Contributions of Fasting and Postprandial Plasma Glucose Increments to the Overall Diurnal Hyperglycemia of Type 2 Diabetic Patients

Variations with increasing levels of HbA1c

  1. Louis Monnier, MD1,
  2. Hélène Lapinski, MD1 and
  3. Claude Colette, PHD2
  1. 1Department of Metabolism, Lapeyronie Hospital, Montpellier, France
  2. 2University Institute of Clinical Research, Montpellier, France


    OBJECTIVE—The exact contributions of postprandial and fasting glucose increments to overall hyperglycemia remain controversial. The discrepancies between the data published previously might be caused by the interference of several factors. To test the effect of overall glycemic control itself, we analyzed the diurnal glycemic profiles of type 2 diabetic patients investigated at different levels of HbA1c.

    RESEARCH DESIGN AND METHODS—In 290 non–insulin- and non–acarbose-using patients with type 2 diabetes, plasma glucose (PG) concentrations were determined at fasting (8:00 a.m.) and during postprandial and postabsorptive periods (at 11:00 a.m., 2:00 p.m., and 5:00 p.m.). The areas under the curve above fasting PG concentrations (AUC1) and >6.1 mmol/l (AUC2) were calculated for further evaluation of the relative contributions of postprandial (AUC1/AUC2, %) and fasting [(AUC2 − AUC1)/AUC2, %] PG increments to the overall diurnal hyperglycemia. The data were compared over quintiles of HbA1c.

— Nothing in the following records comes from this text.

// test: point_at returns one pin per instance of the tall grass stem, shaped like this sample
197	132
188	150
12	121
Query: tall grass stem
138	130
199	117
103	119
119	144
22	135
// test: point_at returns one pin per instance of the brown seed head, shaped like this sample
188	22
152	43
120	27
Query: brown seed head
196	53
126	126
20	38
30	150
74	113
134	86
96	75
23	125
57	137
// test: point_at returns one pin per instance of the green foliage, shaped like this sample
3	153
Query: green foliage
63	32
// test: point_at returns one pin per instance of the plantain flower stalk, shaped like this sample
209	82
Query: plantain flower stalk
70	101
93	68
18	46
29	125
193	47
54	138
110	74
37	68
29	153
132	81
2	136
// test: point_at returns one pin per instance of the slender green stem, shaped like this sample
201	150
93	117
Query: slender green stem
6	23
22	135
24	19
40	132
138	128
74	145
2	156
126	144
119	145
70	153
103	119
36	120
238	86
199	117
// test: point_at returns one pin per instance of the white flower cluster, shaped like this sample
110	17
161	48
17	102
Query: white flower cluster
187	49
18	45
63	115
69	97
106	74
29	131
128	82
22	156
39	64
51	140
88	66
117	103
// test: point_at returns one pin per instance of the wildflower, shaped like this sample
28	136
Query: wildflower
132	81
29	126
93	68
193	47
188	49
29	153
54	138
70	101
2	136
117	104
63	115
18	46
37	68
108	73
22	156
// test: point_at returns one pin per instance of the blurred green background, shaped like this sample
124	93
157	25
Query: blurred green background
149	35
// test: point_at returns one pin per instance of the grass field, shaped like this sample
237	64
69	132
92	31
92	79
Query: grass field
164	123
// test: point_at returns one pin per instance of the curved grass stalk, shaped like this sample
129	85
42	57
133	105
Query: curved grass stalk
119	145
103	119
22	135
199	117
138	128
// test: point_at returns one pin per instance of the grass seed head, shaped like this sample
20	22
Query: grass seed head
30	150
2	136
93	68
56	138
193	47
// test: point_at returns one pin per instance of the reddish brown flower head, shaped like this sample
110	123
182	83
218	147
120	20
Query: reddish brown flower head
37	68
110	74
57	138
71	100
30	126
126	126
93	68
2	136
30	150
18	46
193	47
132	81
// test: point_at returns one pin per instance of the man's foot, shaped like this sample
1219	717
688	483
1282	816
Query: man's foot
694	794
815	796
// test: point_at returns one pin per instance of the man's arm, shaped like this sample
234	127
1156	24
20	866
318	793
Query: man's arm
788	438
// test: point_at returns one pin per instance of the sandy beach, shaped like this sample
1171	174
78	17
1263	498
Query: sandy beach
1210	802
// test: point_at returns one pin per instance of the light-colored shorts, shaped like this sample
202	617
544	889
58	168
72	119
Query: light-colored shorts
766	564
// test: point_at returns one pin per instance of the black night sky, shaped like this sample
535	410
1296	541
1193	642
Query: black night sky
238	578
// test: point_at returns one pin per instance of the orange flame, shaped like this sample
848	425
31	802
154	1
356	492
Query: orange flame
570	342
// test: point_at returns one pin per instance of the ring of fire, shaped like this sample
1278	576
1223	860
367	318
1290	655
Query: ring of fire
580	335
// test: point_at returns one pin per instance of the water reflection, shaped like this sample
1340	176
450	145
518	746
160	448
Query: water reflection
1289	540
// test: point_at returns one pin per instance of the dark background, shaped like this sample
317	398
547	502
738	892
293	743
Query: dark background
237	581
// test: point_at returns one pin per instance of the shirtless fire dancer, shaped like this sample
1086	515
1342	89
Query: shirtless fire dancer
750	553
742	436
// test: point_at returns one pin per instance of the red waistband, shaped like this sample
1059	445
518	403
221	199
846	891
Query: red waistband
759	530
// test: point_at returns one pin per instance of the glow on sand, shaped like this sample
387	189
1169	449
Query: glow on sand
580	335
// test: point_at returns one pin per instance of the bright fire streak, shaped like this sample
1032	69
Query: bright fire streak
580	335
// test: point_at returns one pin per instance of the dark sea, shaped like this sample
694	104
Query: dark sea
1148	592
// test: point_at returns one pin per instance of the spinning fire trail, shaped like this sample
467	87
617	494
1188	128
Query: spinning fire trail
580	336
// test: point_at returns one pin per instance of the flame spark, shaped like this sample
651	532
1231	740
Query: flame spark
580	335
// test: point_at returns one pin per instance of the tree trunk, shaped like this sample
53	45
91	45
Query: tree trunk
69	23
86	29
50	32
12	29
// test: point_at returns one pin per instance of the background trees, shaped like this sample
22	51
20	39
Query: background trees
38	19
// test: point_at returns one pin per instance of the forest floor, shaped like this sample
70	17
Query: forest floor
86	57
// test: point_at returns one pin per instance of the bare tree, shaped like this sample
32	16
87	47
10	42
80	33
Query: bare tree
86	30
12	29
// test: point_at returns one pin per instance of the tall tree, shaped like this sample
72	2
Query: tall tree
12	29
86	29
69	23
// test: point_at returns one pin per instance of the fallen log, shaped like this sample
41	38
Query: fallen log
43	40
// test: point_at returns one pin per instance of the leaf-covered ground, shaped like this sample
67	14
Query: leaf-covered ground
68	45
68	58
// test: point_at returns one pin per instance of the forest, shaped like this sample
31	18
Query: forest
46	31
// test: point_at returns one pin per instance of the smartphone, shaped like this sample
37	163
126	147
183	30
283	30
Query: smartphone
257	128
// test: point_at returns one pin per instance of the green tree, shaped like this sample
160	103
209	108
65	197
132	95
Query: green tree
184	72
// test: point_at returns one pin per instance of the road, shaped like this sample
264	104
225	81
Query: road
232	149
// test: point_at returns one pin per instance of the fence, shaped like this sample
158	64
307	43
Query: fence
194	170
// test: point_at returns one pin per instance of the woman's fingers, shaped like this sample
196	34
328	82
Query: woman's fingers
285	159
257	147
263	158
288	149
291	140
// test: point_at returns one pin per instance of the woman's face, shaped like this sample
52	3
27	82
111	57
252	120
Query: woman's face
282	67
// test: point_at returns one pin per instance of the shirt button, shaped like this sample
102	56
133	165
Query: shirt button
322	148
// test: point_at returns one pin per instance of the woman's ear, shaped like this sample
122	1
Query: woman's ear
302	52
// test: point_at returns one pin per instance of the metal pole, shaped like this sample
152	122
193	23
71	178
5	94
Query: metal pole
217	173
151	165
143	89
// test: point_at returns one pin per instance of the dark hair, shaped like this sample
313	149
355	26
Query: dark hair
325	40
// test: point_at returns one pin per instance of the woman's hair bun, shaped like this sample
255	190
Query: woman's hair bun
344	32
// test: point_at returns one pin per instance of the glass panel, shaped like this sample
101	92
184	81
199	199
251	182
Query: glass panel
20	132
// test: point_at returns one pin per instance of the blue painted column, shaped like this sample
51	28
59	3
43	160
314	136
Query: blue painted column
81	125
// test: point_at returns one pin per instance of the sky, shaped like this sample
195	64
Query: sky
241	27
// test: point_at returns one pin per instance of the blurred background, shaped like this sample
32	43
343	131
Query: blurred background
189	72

    RESULTS—The relative contribution of postprandial glucose decreased progressively from the lowest (69.7%) to the highest quintile of HbA1c (30.5%, P < 0.001), whereas the relative contribution of fasting glucose increased gradually with increasing levels of HbA1c: 30.3% in the lowest vs. 69.5% in the highest quintile (P < 0.001).

    CONCLUSIONS—The relative contribution of postprandial glucose excursions is predominant in fairly controlled patients, whereas the contribution of fasting hyperglycemia increases gradually with diabetes worsening. These results could therefore provide a unifying explanation for the discrepancies as observed in previous studies.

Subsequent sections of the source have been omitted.